Aunque parece ser suyo y usted cree que debería ser suyo, por haber
dado a la sociedad lo que usted le dio, sólo una décima parte de él,
aproximadamente, puede caer bajo su control, SIEMPRE QUE USTED SEA
HABIL CON EL PAPELERIO.
El resto
pasa a agentes, impuestos, contadores, abogados, personal
especializado, gobiernos, sindicatos y empleadores, que usted
deberá contratar para seguir el rastro de todo esto y pagar los
impuestos correspondientes a sus empleados. No tiene ninguna
importancia que usted no sepa dónde contratar a las personas que
puedan hacer esto, que no sepa en quién confiar o que no conozca
todos los artículos que deberá pagar; tendrá que pagarlos, de
cualquier modo.
Sírvase
comenzar por la página uno y lea sin detenerse hasta la página 923,
memorizando cada una de las líneas. Entonces podrá salir a disfrutar
de una cena deducible, siempre que se haga acompañar por un
comerciante, hable de negocios, guarde el recibo y anote con quién
ha compartido la comida. Si no lo hace, habrá gastado, en realidad,
el doble de lo que creyó haber gastado al pagar.
Desde
ahora en adelante, viva su vida estrictamente de acuerdo con las
reglas aquí enumeradas; así, nosotros, su gobierno, podremos
permitirle existir un tiempo más. De otro modo, abandonad toda
esperanza, los que aquí entráis.
Ni
siquiera un folleto. Supuestamente, toda persona capaz de componer
una canción encantadora es un contador competente, además de
archivista y custodio de créditos y débitos pagaderos a las
invisibles direcciones de ciudad, estado y nación. Si una o dos de
esas personas no están a la altura de la tarea, si no han sido
bendecidas con una mente ordenada, capaz de comprender las normas de
la registración
cuidadosa, su estrella es bajada con red del firmamento y encerrada
en una celda carcelaria.
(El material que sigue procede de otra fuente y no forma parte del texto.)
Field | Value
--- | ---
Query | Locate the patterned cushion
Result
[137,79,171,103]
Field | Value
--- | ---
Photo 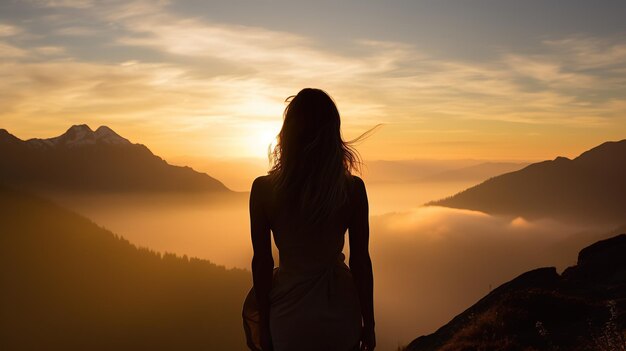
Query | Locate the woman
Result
[243,88,376,351]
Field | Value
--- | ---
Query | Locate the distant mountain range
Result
[0,185,251,351]
[428,140,626,224]
[420,162,528,182]
[363,159,528,183]
[0,125,229,192]
[404,234,626,351]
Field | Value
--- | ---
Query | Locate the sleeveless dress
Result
[243,179,362,351]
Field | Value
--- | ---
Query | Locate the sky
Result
[0,0,626,164]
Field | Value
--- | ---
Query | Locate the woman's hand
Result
[361,328,376,351]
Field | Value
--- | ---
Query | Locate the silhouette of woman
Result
[243,88,376,351]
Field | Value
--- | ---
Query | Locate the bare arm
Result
[250,178,274,350]
[348,177,376,350]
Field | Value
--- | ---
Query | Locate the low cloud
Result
[370,207,608,350]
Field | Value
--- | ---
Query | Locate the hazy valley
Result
[0,125,626,350]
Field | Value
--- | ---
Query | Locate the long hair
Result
[268,88,378,224]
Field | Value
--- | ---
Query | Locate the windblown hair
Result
[268,88,376,224]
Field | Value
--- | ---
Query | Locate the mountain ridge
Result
[427,139,626,224]
[0,185,251,351]
[404,234,626,351]
[0,124,231,193]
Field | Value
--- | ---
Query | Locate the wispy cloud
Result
[0,1,626,157]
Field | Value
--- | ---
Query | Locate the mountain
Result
[0,125,229,192]
[405,234,626,351]
[0,187,251,350]
[428,140,626,224]
[420,162,528,182]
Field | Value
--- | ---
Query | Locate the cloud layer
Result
[0,0,626,158]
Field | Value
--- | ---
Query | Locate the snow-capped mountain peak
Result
[28,124,131,147]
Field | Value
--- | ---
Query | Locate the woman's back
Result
[243,89,375,351]
[259,176,362,272]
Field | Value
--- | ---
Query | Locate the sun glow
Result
[242,121,280,158]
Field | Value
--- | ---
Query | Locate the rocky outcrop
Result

Allí deben dedicar todo su talento a
aprender las costumbres de las celdas, a dominar esa aburrida
materia, aunque tenga gusto a cartón; Han de pasar años en una
rígida oscuridad, antes de que su estrella pueda volver a brillar,
sí de ella queda una chispa.
¡Cuánta
energía malgastada! ¿Cuántos otros filmes, cuántos otros libros,
cuántas canciones quedan sin cantar mientras esas horas, esos meses,
esos años se derraman por lujosas ratoneras burocráticas de
abogados, contadores, asesores, consejeros y consultores, a los que
se paga en medio de la desesperación, buscando ayuda?
Calma,
Richard. Estás echando un vistazo a tu futuro. Si quieres seguir
viviendo en este país, la cautelosa atención prestada al dinero y a
sus registros será un collar sofocante amarrado a tu cuello.
Forcejea contra él, tira y te estrangularás. Debes tomarlo con
calma, con garbo, caminar lentamente, mostrarte de acuerdo con
todos los organismos oficiales y con todos los inspectores que
conozcas, sonreír dulcemente y... si lo haces, se te permitirá
respirar sin pender por el cuello hasta la muerte en esa cadena.